Business corporations, as you know, are organized, not for the purpose of assuming liability for the acts of their individual members, but to escape all liability. Learned lawyers tell us that no business corporation could afford to be held responsible for the acts of its members, except in so far as a member had been authorized to act as its agent. You know quite well that should a stockholder of the United States Steel Corporation become incensed at some action of organized labor and assault members of the union, or injure their property-as has frequently been done-damages could not be collected of the Steel Company. But if the union were incorporated, suit would be promptly entered against it and damages collected for the same kind of misconduct on the part of any of its members. In fact, some well known decisions have already been rendered holding the unincorporated labor union responsible for alleged misconduct of its members; and individuals have been held responsible for acts of the unincorporated union. And all of these decisions have been rendered despite the fact that there are statutes holding to the contrary.

Now as to the making and breaking of contracts-an employer does not agree to hire any certain number of union workmen. He contracts only that in so far as he needs workers he will employ those belonging to the union at the stipulated wage, and under certain conditions. But he may close his shop or plant the next day if he chooses, and not employ a single person, and yet he is not held guilty of breaking his contract. It may be said, however, that if the employer continues in business he is bound under his contract to employ only union people in accordance with its terms; that if he does not, he has then broken his contract and may be sued and forced to pay damages; therefore, it is argued that the union should be made to respond in damages to him, if its members should refuse to enter or remain in his employ.

But it is not true, as all of you men know, that if the employer breaks his contract he can be held responsible. You may say that he can be held responsible, but when you turn to the opinions that have been given by the leading judges, you will find it has been held that the union is not entitled to any damages, because, in the eyes of the law, it has suffered no damages to itself. And when the individual workman attempts to sue the employer, he is told that he cannot do so because the employer did not contract with him as an individual. So you will readily see the way it works out is that the union is held responsible while the employer is not.

You may still affirm that individual members of the union should be held responsible for any of their organization's acts, but it is a matter of common knowledge, as you know, that some of our most highly respected people receive dividends from corporations whose business transactions are corrupt to the extreme, and yet these individual stockholders are in no way held responsible for their corporation's acts.

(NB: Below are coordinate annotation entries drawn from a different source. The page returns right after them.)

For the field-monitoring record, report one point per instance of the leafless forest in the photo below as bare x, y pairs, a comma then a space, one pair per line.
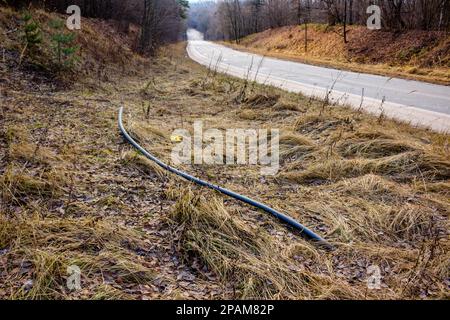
234, 19
161, 21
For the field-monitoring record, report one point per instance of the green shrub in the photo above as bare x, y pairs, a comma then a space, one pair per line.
63, 45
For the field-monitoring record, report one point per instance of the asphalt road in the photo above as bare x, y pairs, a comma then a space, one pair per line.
412, 101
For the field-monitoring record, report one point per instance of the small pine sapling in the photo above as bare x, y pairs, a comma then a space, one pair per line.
64, 48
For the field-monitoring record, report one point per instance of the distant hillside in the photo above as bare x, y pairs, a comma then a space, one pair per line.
421, 55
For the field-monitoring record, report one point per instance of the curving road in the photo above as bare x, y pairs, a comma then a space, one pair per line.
416, 102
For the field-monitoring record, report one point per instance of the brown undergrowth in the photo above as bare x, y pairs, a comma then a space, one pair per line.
73, 193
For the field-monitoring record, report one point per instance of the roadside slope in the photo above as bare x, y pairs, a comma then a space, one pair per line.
74, 193
417, 55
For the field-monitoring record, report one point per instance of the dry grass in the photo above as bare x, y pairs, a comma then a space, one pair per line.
48, 246
378, 191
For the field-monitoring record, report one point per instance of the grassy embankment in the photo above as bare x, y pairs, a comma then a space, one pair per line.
72, 192
416, 55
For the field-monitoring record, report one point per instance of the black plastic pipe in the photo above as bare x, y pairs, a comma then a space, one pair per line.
304, 231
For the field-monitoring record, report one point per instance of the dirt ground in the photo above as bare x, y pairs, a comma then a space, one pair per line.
74, 193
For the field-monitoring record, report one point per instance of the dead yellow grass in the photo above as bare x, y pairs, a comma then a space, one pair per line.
326, 48
378, 190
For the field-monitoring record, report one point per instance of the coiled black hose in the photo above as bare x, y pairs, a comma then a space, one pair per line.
304, 231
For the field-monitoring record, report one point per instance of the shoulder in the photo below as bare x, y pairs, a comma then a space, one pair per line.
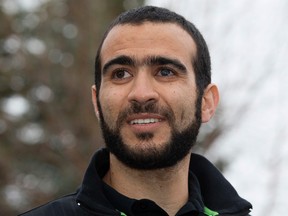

I want to make this clear: the unions are not contract breakers. It's quite true that occasionally a strike is called in violation of a contract, and these are to be condemned in the strongest and bitterest terms. But these instances are very rare. And when we speak of contract breakers let us not overlook the employers and the business men. They are not as saintly and simon-pure as some of our soft thinking and short-sighted gentlemen would have us believe. It would be very interesting to some of you, I am sure, to go through a few volumes of the reports of the courts and see the large number of cases brought to recover damages because employers and business men have broken their contracts. If you were to do this, I should like to have you then ascertain and compare with these the number of cases wherein labor unions have violated their contracts.